Players in the gaming capital of Las Vegas have been devastated to hear of the closure of Treasure Island’s iconic poker room. The famous venue that so many card game fanatics have graced and grinded at over the years has now permanently closed its doors after being open for over 12 years.
Treasure Island boasted one of the Vegas Strip’s smaller poker rooms with just seven tables on offer, which was of course modest compared to the dozens of tables offered by Wynn, Caesars and the Bellagio. In order to compete, it turned away from niche titles and towards more vanilla options, but unfortunately, even this was not enough to keep the sinking island afloat.

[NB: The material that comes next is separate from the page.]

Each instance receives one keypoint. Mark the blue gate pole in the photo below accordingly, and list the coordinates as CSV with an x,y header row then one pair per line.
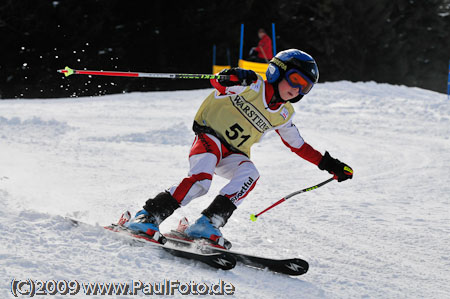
x,y
241,48
448,82
274,38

Generally speaking, the only games on offer were small $1-$3 no-limit Hold’em cash rounds. The venue also did not host any summer tournament series in recent years, although it did offer dailies for its regular players. Most recently, Treasure Island promoted five $250 guaranteed win events for $45 buy-ins – but ultimately, the small scale of its product offering was the reason for the rooms closing on Tuesday this week. According to one representative, the room simply could not compete with the larger rooms on the Strip.
Having opened at midday daily until its games dwindled to less than five players for each night, the Treasure Island gaming room was punted as having an inviting and intimate atmosphere. It first opened its doors in 2006 under the ownership of MGM, containing eight tables and some great niche options like Badugi, Hold’em, Omaha and Crazy Pineapple. It also ran up to six dailies, along with regularly packed sit-n-go’s that kept it afloat for years.
More recently, however, the room changes its tune, offering just seven tables and a plainer range of gaming options to try and appeal to the wider market. Even PokerNews’ LFG Podcast collaborated with the room for a special summer party last year.
Unfortunately, after a long-winded battle to attract enough players to break even, let alone make a profit, the room has been closed down for good. This move has reduced the total number of poker rooms on the Vegas Strip to 17 remaining venues, and leaves one less live gaming option for those who are searching for a spot to grind in the world’s most iconic gambling mecca.